Hyundai and Kia are targeting combined sales of 6.33 million vehicles this year, which could be on par with Toyota's sales, which analysts forecast at 6.3 million to 7 million.

KOREA COULD OVERTAKE JAPAN LEAD

While the supply bottleneck of certain specialty parts such as microcontroller units made by Renesas Electronics Corp <6723.T> has also hit some automakers outside Japan, most of the pain is being inflicted on domestic brands such as Honda, where output remains at half the level planned before the quake.

Honda and Toyota Motor <7203.T> have forecast a return to normal production by the end of 2011, but said they do not know how quickly volumes will pick up. The slump in auto production accounted for about half the record 15.3 percent fall in Japanese factory output in March, the government said.

The earthquake has not only splintered the industry's supply chain, but has forced a delay in vehicle launches.

Honda had been scheduled to begin selling a new hybrid station wagon based on the popular Fit subcompact in Japan a week after the quake, while Toyota has also postponed the launch of wagon and minivan versions of the Prius.

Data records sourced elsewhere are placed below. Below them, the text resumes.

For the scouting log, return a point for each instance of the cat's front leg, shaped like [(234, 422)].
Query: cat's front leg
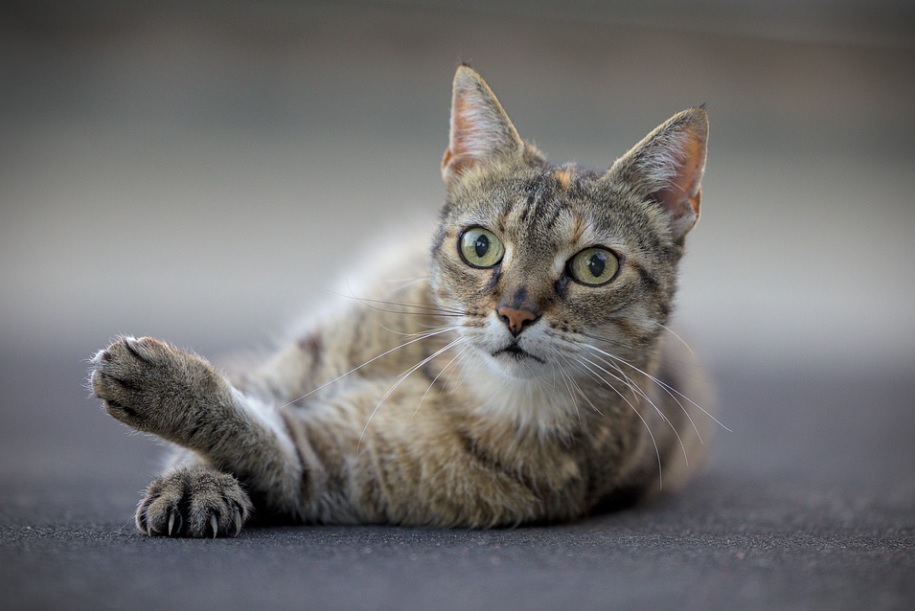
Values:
[(156, 388), (193, 502), (241, 444)]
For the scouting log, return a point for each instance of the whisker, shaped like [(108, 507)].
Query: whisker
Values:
[(664, 385), (654, 442), (401, 380), (424, 309), (369, 362), (635, 388), (437, 376)]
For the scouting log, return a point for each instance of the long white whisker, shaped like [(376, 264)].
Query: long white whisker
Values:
[(400, 381), (664, 385), (437, 376), (632, 385), (654, 442), (369, 362)]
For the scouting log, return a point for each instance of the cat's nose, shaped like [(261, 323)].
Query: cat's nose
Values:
[(516, 320)]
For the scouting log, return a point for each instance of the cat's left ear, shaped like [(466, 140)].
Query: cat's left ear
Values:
[(667, 167), (481, 132)]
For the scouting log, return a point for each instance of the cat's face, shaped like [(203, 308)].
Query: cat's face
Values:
[(542, 265)]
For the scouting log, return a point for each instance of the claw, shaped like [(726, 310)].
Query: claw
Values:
[(237, 522)]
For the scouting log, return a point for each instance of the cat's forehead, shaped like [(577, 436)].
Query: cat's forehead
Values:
[(553, 205)]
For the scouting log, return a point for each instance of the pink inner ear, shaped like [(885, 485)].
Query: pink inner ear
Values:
[(682, 194)]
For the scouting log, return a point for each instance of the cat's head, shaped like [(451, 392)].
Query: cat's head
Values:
[(543, 261)]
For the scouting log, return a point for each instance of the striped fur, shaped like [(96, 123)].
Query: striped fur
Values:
[(472, 395)]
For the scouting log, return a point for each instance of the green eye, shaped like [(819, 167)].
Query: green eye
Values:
[(594, 266), (480, 247)]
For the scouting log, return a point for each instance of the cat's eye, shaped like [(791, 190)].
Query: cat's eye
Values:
[(480, 247), (594, 266)]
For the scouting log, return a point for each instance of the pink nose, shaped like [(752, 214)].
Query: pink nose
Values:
[(516, 319)]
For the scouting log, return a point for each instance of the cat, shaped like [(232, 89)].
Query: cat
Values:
[(524, 374)]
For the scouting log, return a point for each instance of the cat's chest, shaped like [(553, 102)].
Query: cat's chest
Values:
[(544, 405)]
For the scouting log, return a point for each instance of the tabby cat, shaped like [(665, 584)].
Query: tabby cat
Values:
[(523, 374)]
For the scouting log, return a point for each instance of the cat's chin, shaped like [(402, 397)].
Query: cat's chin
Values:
[(516, 364)]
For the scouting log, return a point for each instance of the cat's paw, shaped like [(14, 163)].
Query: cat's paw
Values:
[(154, 387), (193, 503)]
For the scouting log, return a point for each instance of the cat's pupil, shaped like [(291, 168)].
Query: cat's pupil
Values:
[(481, 246), (597, 263)]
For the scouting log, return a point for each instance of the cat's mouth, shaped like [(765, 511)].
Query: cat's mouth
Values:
[(516, 352)]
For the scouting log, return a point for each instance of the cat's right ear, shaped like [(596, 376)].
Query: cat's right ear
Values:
[(481, 132)]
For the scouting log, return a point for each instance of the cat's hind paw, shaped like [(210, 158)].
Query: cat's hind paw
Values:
[(193, 503)]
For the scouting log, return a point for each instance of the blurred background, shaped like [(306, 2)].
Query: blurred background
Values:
[(201, 171)]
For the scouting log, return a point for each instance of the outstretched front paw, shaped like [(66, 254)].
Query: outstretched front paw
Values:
[(193, 503), (154, 387)]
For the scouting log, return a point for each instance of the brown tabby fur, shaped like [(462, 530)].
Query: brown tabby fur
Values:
[(466, 396)]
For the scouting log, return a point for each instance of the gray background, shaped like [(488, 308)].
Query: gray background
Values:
[(201, 171)]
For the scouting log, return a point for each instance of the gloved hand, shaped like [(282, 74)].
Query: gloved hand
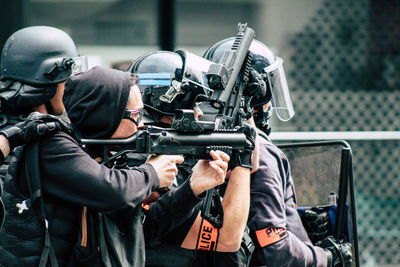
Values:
[(244, 157), (339, 252), (35, 126), (257, 89), (317, 224)]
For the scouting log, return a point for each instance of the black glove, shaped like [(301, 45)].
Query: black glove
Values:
[(35, 126), (257, 89), (317, 224), (339, 252), (244, 157)]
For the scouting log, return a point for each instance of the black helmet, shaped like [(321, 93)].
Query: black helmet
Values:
[(170, 81), (33, 61), (270, 67), (38, 55)]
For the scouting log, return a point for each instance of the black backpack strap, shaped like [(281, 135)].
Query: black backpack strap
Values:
[(35, 189)]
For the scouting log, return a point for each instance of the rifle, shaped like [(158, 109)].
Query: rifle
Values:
[(228, 107), (168, 141)]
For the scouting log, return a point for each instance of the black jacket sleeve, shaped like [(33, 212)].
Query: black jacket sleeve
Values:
[(171, 211), (273, 205), (71, 174)]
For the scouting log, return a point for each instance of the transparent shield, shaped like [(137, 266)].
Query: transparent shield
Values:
[(80, 65), (281, 101)]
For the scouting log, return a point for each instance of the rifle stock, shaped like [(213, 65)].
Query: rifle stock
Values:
[(166, 141)]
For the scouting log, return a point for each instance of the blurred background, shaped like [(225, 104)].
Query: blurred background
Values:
[(342, 62)]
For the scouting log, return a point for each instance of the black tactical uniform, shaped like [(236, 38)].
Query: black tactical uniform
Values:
[(72, 179), (273, 206)]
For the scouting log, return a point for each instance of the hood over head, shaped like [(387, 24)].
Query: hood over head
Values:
[(95, 101)]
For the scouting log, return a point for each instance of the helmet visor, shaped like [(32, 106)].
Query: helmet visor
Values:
[(281, 101), (80, 65)]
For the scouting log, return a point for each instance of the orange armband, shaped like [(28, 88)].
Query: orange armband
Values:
[(270, 235), (208, 237)]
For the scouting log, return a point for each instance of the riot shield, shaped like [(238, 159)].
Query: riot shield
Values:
[(321, 170)]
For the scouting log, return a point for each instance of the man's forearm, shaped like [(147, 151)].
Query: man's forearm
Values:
[(4, 147), (236, 204)]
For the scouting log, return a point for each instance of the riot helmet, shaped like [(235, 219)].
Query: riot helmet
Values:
[(271, 69), (33, 61), (170, 81)]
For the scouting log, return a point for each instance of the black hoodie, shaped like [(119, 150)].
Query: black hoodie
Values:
[(96, 100), (72, 179)]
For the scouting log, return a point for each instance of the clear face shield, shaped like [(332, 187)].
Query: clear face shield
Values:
[(281, 101), (192, 81)]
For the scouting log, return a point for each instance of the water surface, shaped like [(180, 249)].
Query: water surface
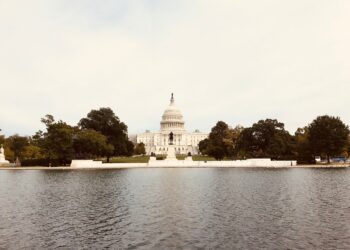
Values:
[(175, 209)]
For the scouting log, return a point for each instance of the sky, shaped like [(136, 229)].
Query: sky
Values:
[(236, 61)]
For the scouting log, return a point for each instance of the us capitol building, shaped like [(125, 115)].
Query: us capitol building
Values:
[(172, 123)]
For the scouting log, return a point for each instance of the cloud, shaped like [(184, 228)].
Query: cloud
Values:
[(237, 61)]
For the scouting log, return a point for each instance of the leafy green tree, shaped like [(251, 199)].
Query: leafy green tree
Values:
[(17, 144), (2, 139), (219, 145), (266, 138), (140, 149), (203, 146), (89, 144), (304, 152), (57, 141), (328, 136), (105, 121)]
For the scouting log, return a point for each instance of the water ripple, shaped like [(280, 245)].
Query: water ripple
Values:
[(175, 209)]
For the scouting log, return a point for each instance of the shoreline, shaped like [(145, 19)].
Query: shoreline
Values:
[(327, 166)]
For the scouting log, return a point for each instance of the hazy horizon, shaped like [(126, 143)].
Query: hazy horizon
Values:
[(235, 61)]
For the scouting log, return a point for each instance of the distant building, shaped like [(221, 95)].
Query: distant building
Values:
[(172, 122)]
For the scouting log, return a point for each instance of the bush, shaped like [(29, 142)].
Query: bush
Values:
[(40, 162)]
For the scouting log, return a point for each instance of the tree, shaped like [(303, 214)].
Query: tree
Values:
[(304, 152), (89, 143), (328, 136), (105, 121), (140, 149), (266, 138), (2, 139), (218, 141), (203, 146), (57, 141), (17, 145)]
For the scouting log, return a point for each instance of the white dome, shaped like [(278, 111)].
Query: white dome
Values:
[(172, 119)]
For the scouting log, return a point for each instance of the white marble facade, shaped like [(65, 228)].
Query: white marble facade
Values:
[(172, 121)]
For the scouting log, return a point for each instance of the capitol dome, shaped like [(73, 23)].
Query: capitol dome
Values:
[(172, 119)]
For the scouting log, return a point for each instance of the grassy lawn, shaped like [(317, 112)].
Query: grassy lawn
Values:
[(145, 159), (136, 159)]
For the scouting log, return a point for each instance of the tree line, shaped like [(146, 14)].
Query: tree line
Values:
[(99, 134), (326, 136)]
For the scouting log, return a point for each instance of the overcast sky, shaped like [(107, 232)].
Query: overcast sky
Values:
[(236, 61)]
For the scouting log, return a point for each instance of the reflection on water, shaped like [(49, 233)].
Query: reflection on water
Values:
[(176, 208)]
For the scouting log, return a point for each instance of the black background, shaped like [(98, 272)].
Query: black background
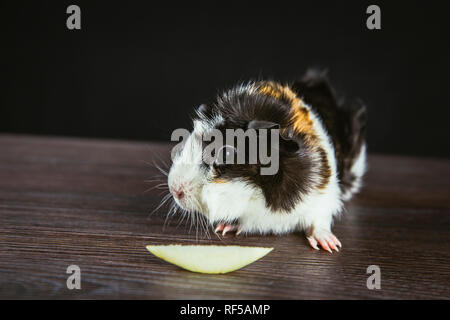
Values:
[(137, 69)]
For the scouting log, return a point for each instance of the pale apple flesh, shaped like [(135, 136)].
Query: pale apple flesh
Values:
[(209, 258)]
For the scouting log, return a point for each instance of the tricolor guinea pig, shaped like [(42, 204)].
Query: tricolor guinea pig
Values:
[(321, 159)]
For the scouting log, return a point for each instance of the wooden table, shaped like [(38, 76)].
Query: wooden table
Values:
[(83, 202)]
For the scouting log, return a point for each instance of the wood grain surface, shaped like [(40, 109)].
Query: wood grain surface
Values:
[(73, 201)]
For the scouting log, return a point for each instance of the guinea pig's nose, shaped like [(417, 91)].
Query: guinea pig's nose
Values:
[(178, 193)]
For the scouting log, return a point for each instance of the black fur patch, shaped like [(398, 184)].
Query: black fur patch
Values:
[(295, 178), (345, 123)]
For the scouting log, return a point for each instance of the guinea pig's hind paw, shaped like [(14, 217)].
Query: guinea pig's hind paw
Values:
[(327, 241), (225, 228)]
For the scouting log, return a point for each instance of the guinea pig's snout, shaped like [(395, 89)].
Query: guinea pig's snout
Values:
[(179, 191)]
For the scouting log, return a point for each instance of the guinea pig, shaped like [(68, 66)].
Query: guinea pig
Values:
[(322, 159)]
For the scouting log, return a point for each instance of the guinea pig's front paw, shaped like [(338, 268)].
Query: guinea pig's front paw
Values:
[(325, 238), (224, 228)]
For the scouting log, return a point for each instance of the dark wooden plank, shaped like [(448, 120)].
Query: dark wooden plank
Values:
[(73, 201)]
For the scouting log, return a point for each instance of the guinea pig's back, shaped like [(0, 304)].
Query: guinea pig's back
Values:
[(344, 123)]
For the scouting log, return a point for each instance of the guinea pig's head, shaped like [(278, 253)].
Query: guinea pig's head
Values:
[(204, 159)]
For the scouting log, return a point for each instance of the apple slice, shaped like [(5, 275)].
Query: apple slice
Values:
[(209, 259)]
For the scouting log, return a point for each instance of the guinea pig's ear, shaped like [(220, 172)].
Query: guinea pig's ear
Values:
[(261, 124), (202, 109)]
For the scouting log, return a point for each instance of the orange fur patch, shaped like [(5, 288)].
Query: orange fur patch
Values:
[(217, 180), (301, 121)]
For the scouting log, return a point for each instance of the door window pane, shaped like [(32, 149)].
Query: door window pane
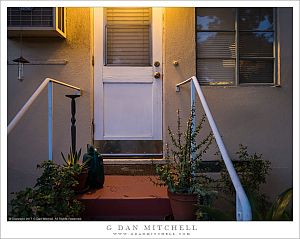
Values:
[(216, 71), (215, 45), (256, 44), (128, 36), (256, 19), (213, 19)]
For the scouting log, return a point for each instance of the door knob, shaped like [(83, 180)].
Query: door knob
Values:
[(156, 63), (156, 75)]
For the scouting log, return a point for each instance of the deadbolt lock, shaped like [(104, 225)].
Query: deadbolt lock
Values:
[(156, 63), (156, 75)]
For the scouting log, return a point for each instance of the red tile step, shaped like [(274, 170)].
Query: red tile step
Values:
[(126, 198)]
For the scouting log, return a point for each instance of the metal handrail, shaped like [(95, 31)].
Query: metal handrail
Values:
[(20, 114), (243, 208)]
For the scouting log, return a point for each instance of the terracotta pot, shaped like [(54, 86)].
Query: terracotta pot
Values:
[(81, 178), (183, 206)]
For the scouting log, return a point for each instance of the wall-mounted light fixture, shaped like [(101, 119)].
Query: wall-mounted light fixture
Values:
[(21, 61)]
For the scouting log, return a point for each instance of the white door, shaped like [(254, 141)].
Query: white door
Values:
[(128, 77)]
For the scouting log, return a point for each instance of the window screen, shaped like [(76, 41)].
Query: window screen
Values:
[(216, 51), (235, 45), (30, 17), (128, 36)]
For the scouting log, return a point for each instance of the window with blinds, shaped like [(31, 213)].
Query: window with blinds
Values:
[(128, 37), (235, 46)]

But an even bigger worry is what the shortage of Japanese cars and the long wait for consumers would do to their market share in key regions such as the United States and China as some car buyers opt to shop at competing brands, one analyst said.

Frankly, right now there's no way to know how this will play out in the medium to longer term, said Takaki Nakanishi, an auto analyst at Merrill Lynch Japan Securities.

While supply is tight through the summer, some sales will shift to other brands such as Hyundai. We'll only start to get a sense of whether this trend is temporary or not toward the end of the year.

A Honda executive conceded that the unprecedented supply disruption comes at an unfortunate time for the company, which just remodeled its Civic and had been counting on the popular model to drive a strong sales growth this year.

We only have 40-some days of (vehicle) inventory in North America, so in about a month these will run out, Chief Financial Officer Fumihiko Ike told a news conference.

In that sense, the impact on sales volumes will be quite big and first-quarter results are going to be very tough.